Los Angeles, San Francisco, and New York have the most unequal representation of white households among potential buyers. In Los Angeles, White households make up 32.6% of renters, but 53.0% of potential buyers — a difference of 20 percentage points. That gap is mirrored in the shortfall of Hispanic households, who make up 41.7% of renters but just 21.1% of potential buyers.

Breaking Cycles

To break this cycle of systemic inequity in housing, policymakers may have to look past a flat tax credit for all households. Prior research shows how expanding access to credit could shrink the homeownership race gap. Other policy proposals that could alleviate racial disparities might also place disadvantaged households in a better financial position to consider purchasing a home.
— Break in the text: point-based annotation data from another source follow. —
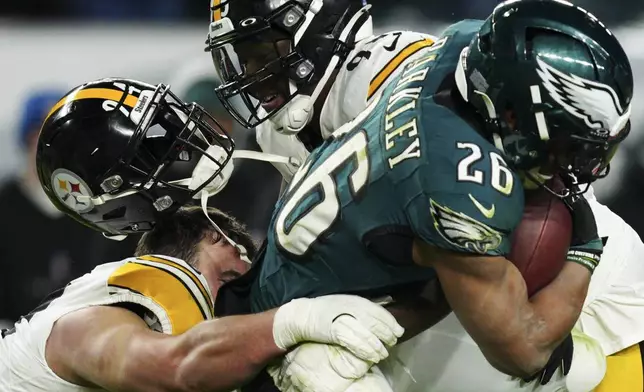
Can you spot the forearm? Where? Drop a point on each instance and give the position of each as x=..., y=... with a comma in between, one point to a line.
x=418, y=313
x=557, y=307
x=223, y=354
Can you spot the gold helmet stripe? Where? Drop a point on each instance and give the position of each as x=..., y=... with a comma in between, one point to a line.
x=216, y=10
x=94, y=93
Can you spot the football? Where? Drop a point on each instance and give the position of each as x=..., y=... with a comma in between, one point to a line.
x=541, y=241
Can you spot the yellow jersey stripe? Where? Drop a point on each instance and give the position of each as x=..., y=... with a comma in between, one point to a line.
x=94, y=93
x=165, y=289
x=192, y=274
x=394, y=63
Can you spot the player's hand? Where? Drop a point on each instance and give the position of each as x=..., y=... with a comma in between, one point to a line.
x=359, y=325
x=586, y=247
x=561, y=358
x=314, y=367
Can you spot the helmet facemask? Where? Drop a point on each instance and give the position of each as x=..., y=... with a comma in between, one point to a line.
x=169, y=138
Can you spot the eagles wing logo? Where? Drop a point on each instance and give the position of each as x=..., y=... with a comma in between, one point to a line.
x=595, y=103
x=462, y=231
x=71, y=190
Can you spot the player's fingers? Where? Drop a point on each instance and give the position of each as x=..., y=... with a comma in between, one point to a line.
x=353, y=336
x=385, y=328
x=387, y=333
x=377, y=315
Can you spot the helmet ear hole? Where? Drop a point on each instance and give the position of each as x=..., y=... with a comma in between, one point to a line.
x=485, y=43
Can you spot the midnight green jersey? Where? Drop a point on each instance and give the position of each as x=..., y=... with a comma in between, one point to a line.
x=411, y=166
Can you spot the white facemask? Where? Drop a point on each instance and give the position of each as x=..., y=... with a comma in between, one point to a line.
x=205, y=169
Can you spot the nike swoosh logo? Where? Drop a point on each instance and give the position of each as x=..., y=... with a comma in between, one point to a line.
x=487, y=212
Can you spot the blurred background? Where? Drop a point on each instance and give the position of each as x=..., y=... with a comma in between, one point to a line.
x=48, y=47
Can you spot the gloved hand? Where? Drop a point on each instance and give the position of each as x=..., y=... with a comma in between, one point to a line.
x=353, y=322
x=560, y=358
x=314, y=367
x=586, y=247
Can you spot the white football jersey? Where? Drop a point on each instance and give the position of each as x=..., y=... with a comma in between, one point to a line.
x=368, y=68
x=174, y=295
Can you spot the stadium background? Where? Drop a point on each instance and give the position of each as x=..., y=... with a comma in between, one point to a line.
x=52, y=46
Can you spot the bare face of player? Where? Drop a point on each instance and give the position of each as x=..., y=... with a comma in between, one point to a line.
x=219, y=262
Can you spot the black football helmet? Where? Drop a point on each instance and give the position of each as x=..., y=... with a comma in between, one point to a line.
x=274, y=57
x=554, y=85
x=111, y=151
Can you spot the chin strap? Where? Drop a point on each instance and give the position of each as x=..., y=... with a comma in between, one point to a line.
x=206, y=167
x=297, y=114
x=243, y=253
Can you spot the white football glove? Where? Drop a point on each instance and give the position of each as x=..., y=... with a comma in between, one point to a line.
x=315, y=367
x=353, y=322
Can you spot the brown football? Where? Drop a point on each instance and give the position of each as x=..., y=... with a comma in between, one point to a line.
x=541, y=241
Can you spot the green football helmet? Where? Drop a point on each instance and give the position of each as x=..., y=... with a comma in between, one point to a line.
x=554, y=85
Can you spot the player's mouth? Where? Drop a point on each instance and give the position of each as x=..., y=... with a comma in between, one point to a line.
x=271, y=102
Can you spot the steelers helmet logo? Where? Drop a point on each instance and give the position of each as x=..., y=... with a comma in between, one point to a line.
x=72, y=191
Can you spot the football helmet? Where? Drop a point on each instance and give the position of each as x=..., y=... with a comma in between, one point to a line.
x=554, y=85
x=111, y=154
x=274, y=57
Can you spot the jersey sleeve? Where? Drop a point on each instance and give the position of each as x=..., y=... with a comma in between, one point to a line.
x=175, y=293
x=468, y=200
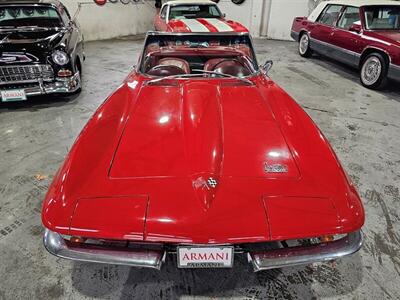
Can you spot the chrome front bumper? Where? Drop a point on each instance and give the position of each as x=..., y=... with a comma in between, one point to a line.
x=294, y=256
x=57, y=246
x=283, y=257
x=59, y=86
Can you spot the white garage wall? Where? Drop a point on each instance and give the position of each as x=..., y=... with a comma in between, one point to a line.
x=112, y=20
x=282, y=13
x=270, y=18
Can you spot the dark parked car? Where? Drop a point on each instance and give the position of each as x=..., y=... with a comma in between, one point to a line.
x=362, y=33
x=41, y=49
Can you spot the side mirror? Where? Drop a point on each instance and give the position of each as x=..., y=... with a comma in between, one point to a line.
x=267, y=66
x=355, y=28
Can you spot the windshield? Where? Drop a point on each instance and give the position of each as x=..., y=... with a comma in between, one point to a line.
x=36, y=16
x=194, y=11
x=382, y=18
x=191, y=54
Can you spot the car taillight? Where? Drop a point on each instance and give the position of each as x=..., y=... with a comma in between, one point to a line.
x=64, y=73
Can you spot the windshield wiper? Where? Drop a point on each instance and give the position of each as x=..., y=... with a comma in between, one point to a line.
x=171, y=77
x=224, y=75
x=197, y=75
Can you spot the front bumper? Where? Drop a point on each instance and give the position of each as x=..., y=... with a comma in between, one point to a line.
x=65, y=85
x=265, y=260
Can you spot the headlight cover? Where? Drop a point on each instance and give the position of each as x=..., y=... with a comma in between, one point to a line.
x=60, y=57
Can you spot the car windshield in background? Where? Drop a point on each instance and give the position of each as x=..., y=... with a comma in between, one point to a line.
x=35, y=16
x=382, y=18
x=194, y=11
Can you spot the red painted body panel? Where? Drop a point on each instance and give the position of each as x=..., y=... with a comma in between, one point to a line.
x=351, y=42
x=180, y=26
x=155, y=146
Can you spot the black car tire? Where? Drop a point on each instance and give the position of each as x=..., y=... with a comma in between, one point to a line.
x=79, y=68
x=373, y=71
x=304, y=45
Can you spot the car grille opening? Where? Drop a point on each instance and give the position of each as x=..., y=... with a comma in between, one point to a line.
x=25, y=74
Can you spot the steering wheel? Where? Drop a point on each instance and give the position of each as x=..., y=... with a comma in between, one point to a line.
x=238, y=62
x=231, y=59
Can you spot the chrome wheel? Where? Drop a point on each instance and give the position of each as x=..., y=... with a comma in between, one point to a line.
x=371, y=70
x=304, y=44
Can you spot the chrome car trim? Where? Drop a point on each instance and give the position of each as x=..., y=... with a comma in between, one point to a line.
x=59, y=86
x=394, y=72
x=345, y=56
x=379, y=49
x=293, y=256
x=57, y=246
x=294, y=35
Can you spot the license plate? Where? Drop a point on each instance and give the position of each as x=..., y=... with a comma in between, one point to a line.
x=205, y=257
x=13, y=95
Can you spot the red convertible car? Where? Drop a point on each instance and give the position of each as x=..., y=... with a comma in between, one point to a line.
x=199, y=154
x=194, y=16
x=362, y=33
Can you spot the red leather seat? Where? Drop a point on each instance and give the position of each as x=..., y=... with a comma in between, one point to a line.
x=177, y=62
x=210, y=64
x=227, y=66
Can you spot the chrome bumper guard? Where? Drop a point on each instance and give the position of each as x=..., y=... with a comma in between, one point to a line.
x=57, y=246
x=59, y=86
x=286, y=257
x=271, y=259
x=394, y=72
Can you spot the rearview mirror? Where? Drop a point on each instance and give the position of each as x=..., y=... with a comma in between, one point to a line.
x=355, y=28
x=267, y=66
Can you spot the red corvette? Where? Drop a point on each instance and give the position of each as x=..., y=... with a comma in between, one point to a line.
x=362, y=33
x=200, y=154
x=194, y=16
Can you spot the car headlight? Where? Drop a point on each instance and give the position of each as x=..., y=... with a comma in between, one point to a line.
x=60, y=58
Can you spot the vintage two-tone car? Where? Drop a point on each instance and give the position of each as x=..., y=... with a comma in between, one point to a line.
x=200, y=154
x=41, y=49
x=194, y=16
x=362, y=33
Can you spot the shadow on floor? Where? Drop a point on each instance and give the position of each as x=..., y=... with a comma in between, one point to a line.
x=391, y=90
x=107, y=281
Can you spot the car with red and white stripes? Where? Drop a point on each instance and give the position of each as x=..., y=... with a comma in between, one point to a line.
x=194, y=16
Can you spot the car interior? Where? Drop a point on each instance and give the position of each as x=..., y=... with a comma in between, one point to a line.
x=237, y=66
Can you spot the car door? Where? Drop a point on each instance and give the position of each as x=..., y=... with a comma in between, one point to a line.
x=160, y=19
x=348, y=44
x=321, y=31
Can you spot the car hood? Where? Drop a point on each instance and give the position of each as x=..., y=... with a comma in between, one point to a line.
x=200, y=161
x=205, y=25
x=202, y=131
x=27, y=46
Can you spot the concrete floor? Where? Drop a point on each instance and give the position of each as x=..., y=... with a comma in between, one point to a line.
x=363, y=126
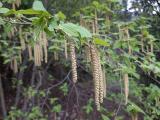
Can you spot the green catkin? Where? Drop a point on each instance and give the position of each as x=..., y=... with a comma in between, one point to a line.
x=126, y=87
x=95, y=75
x=73, y=62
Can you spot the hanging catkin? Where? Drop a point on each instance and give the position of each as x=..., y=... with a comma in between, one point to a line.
x=104, y=83
x=128, y=41
x=22, y=41
x=45, y=45
x=30, y=52
x=151, y=47
x=65, y=49
x=37, y=56
x=126, y=87
x=15, y=66
x=87, y=54
x=73, y=62
x=96, y=79
x=101, y=91
x=96, y=22
x=18, y=3
x=20, y=58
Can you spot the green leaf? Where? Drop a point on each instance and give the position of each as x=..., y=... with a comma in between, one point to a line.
x=104, y=117
x=57, y=108
x=53, y=24
x=4, y=10
x=73, y=30
x=101, y=42
x=38, y=5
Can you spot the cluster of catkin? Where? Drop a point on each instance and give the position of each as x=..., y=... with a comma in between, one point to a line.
x=40, y=50
x=98, y=77
x=16, y=3
x=14, y=65
x=126, y=87
x=73, y=62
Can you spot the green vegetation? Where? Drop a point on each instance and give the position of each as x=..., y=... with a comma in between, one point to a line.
x=79, y=60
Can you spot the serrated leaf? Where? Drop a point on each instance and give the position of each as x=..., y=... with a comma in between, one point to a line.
x=74, y=30
x=4, y=10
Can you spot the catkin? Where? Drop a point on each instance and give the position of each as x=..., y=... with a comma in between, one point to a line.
x=87, y=54
x=96, y=79
x=126, y=87
x=15, y=66
x=45, y=45
x=37, y=56
x=151, y=47
x=65, y=49
x=20, y=58
x=22, y=41
x=73, y=62
x=101, y=91
x=96, y=23
x=18, y=3
x=104, y=83
x=30, y=52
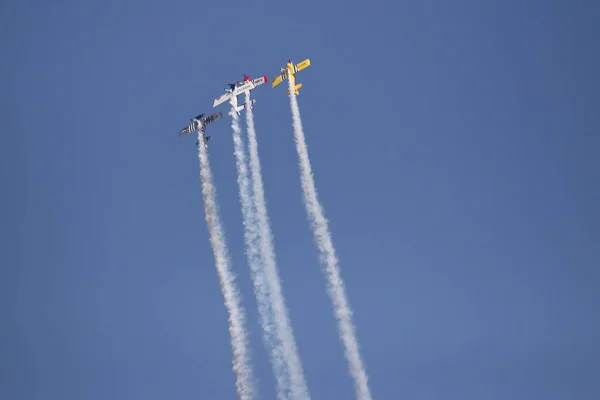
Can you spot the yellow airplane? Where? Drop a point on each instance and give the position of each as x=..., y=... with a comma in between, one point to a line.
x=290, y=70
Finally, it should be broadly assumed that down payment assistance and other policies meant to make homeownership more accessible will ultimately contribute to more demand from potential home buyers — at a time when housing demand overall is already sky-high. This strong demand, coupled with inventory that has remained low, is contributing to rapidly rising prices and very swift sales activity — especially for the most-affordable homes likely to be sought by first-time buyers. Our research shows that sales can continue to grow in this environment and the market can accommodate more buyers, in part as technology enables faster and more efficient connections between buyers and sellers. However, continued boosts in demand without similar increases in supply risks leaving many would-be buyers on the sidelines, potentially outbid by better-qualified or faster-acting peers and/or unable to find a home they can afford in an area where they want to live.

Methodology

Renters household income data was sourced from 2019 1-Year American Community Survey microdata, accessed via IPUMS. Zillow calculated the monthly payment on the median home sale price across 2020, assuming a 3.5% down payment, a mortgage rate of 3%, a mortgage insurance premium of 0.7%, and including metro-level estimates of insurance and property tax rates. 

Proportions of renters and potential buyers by race are compared in a two-proportion z-test. Only statistically significant differences at the 5% level are reported in the discussion of metros with disproportionate potential buyers by race.